Dion manages to turn the film into a positive vision for our species' future despite all the negative messages by interviewed experts. Tony Barnosky, Harvard paleontologist tells us at minute 4:00 that we don't have a lot of time, maybe 20 years to move things into the right direction. Belgian law professor and UN rapporteur Olivier de Schuetter explains at minute 30:25 that small scale farming could solve all problems of food production and environmental degradation, but nothing changes because governments listen to powerful corporations. American essayist Jeremy Rifkin enlightens with a very eloquent interview the effects of global warming, how it changes the water cycle on planet Earth and why we face the 6th mass extinction by 2035. It is though Mary Clear and Pam Warhurst from the Incredible Edible movement in Great Britain's Todmorden who seems to have at minute 16:50 the very central answer to all the problems humanity faces: “That's all the future needs; more people connecting with each other; food and conversation is the answer.”
On this note, a kind warning to the US film industry, which churns out year after year increasingly dystopian movies, making itself an accomplice of destruction. Huge budgets are allotted to fill our minds and hearts with narratives of destruction and narcissism. The 2017 blockbuster Ghost in a Shell, featuring Scarlett Johansson, just to name one of many examples, was produced for a whooping USD 110 Million; but the L.A. metropolitan area has no functioning public transportation system, permanent traffic jams, an antiquated electricity network, no high speed long distance railway. The highly productive US film industry reflects that a society, which once was a manufacturing powerhouse, has slid into a virtual void.
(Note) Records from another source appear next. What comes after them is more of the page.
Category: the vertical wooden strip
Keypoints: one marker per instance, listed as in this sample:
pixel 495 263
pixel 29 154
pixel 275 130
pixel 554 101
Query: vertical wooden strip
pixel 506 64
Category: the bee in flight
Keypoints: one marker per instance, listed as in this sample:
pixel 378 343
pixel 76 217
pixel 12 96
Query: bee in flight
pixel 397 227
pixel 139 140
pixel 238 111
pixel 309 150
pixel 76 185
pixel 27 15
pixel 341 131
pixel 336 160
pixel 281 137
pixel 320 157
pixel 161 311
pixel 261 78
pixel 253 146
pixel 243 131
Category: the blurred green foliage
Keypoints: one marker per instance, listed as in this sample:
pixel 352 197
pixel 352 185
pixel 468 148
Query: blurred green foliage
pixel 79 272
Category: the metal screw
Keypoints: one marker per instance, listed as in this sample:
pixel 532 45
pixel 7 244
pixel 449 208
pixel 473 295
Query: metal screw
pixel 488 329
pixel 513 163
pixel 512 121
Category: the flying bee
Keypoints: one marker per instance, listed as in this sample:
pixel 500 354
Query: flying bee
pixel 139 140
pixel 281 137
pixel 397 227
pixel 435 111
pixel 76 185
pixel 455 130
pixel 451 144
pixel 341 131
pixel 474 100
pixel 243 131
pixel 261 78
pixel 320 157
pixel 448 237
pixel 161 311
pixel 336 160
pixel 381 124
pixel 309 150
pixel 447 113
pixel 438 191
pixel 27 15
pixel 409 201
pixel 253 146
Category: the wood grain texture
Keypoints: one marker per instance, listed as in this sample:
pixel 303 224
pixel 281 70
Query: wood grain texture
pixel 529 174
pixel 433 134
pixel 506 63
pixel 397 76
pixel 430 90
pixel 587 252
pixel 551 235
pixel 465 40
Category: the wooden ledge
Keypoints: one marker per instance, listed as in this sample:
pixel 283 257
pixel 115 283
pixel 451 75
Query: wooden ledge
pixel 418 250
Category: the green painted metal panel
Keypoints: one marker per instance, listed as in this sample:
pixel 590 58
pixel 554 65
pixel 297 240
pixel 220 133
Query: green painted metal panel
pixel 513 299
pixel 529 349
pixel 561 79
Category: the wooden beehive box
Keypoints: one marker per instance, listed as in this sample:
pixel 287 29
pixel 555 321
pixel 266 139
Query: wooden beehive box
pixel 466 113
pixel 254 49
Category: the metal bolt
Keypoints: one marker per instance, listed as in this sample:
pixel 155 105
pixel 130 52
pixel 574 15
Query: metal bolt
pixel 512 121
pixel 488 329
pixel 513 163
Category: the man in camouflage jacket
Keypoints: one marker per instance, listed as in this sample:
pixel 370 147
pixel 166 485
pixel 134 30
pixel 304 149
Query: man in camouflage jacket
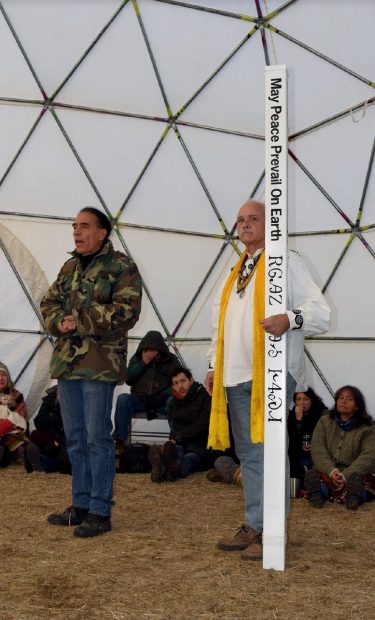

Instead of building state of the art infrastructure, it designs negative delusions; instead of building our homes and caring for our people, we spend our hours on Netflix, HBO and gaming.
We watched the documentary Demain in combination with with climate scientist Alice Bows Larkin's TED talk on how we have to adapt to climate change or paleontologist Kenneth Lacovara's TED talk on the sixth mass extinction. Demain is in China online available with Chinese subtitles on the streaming platform bilibil. Highly recommended.